Tesla Inc. shares climbed Thursday after analysts at Goldman Sachs boosted the price target by 70% to $780 on the clean energy car maker, ahead of its scheduled addition to the S&P 500 later this month.

The world’s most traded equity benchmark announced last month that it would list Tesla shares on December 21. That move could trigger a collective 73 million in new purchases from investment funds that track the world’s most-traded index, said Todd Rosenbluth, head of ETF and mutual fund research at CFRA, in a new analysis on passive ETFs.

This is important for every S&P 500 investor to keep in mind.

“Index-based ETFs change more often than you think,” Rosenbluth said. With the $550 billion Tesla’s approximately 1.5% addition to the market-cap weighted S&P 500, the company will also likely take a 1.5% position in the SPDR S&P 500 ETF, he said—as well as the iShares Core S&P 500 ETF and the Vanguard S&P 500 ETF.

Combined, these ETFs manage approximately $540 billion in assets, and while annual turnover is just 3%, the impact for ETFs will be notable, Rosenbluth predicted. “It is not yet known what stock [Tesla] is replacing, but it will likely come from the smallest in the S&P 500 index, while ETFs will trim exposure to other stocks, including mega-caps Johnson & Johnson and Procter & Gamble to make room in the portfolio,” he added.

A Tale Of Two Low-Volatility Funds
Investors in smart-beta ETFs, meanwhile, are incurring modestly higher turnover than market-cap weighted funds. In November, two lower-volatility ETFs, the iShares Edge MSCI USA Min Vol Factor ETF and the Invesco S&P 500 Low Volatility ETF, were among those reconstituted, Rosenbluth said.

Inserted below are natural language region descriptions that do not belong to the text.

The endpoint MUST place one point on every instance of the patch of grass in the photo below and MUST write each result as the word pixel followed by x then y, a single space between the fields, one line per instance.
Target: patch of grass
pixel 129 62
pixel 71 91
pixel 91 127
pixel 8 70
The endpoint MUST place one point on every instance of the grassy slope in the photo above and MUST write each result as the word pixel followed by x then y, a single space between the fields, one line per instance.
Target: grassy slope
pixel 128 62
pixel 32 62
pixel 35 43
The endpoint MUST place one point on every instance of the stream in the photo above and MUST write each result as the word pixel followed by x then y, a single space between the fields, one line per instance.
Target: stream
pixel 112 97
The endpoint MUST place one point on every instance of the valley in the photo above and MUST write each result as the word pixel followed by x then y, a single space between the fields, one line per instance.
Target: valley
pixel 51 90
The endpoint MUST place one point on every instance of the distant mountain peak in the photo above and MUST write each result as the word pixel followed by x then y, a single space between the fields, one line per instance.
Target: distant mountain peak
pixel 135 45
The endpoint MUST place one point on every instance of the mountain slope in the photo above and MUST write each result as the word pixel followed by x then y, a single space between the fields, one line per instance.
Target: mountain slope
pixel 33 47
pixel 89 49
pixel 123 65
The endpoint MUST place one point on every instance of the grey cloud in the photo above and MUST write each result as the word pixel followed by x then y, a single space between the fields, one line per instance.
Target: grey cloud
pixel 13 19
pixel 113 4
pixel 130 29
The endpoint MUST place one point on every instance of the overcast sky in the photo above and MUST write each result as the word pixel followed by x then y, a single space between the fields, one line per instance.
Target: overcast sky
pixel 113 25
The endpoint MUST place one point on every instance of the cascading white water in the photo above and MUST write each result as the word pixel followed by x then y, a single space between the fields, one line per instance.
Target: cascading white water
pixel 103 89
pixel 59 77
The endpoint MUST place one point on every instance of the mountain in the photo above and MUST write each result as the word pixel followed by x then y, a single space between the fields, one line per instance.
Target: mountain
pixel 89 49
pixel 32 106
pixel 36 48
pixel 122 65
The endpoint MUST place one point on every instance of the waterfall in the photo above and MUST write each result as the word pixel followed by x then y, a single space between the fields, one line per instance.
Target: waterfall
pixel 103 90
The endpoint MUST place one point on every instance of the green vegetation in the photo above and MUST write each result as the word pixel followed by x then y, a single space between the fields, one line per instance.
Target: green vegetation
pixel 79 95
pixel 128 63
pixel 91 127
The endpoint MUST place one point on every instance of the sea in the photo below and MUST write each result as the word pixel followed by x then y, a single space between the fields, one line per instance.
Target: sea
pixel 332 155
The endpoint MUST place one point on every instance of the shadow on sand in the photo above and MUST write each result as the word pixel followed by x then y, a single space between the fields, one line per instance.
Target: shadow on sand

Unlike the SPDR S&P 500 fund, “which makes few changes at seemingly random times, ETFs focused on lower volatility, quality and other smart-beta investment styles will be reconstituted on a set schedule during the year as the broader stock universe is rerun through screens predetermined by the index provider,” said Rosenbluth.

The Invesco low-volatility fund was reconstituted in late November to own the 100 least volatile stocks in the S&P 500. It has an annualized turnover of 49%, but unlike some mutual funds with a similar turnover rate, the ETF is not expecting to pass along any capital gains in 2020, Rosenbluth noted.

During the latest portfolio changes, the Invesco low volatility fund modestly increased exposure to consumer staples (raising them to 26% of assets from 24%) and reduced its exposure to utilities (which fell to 4%, down from 6%) since the fund rebalanced in February 2020, Rosenbluth said.

The iShares low-volatility fund, meanwhile, saw its stake in communications services boosted by the addition of video game makers Activision Blizzard and Electronic Arts. “The fund's 11% stake in consumer staples was less than half the 26% for [Invesco’s fund]," Rosenbluth said. The iShares version is also more diversified across the sectors than Invesco’s, as it has bands preventing deviation by more than 500 basis points, he added.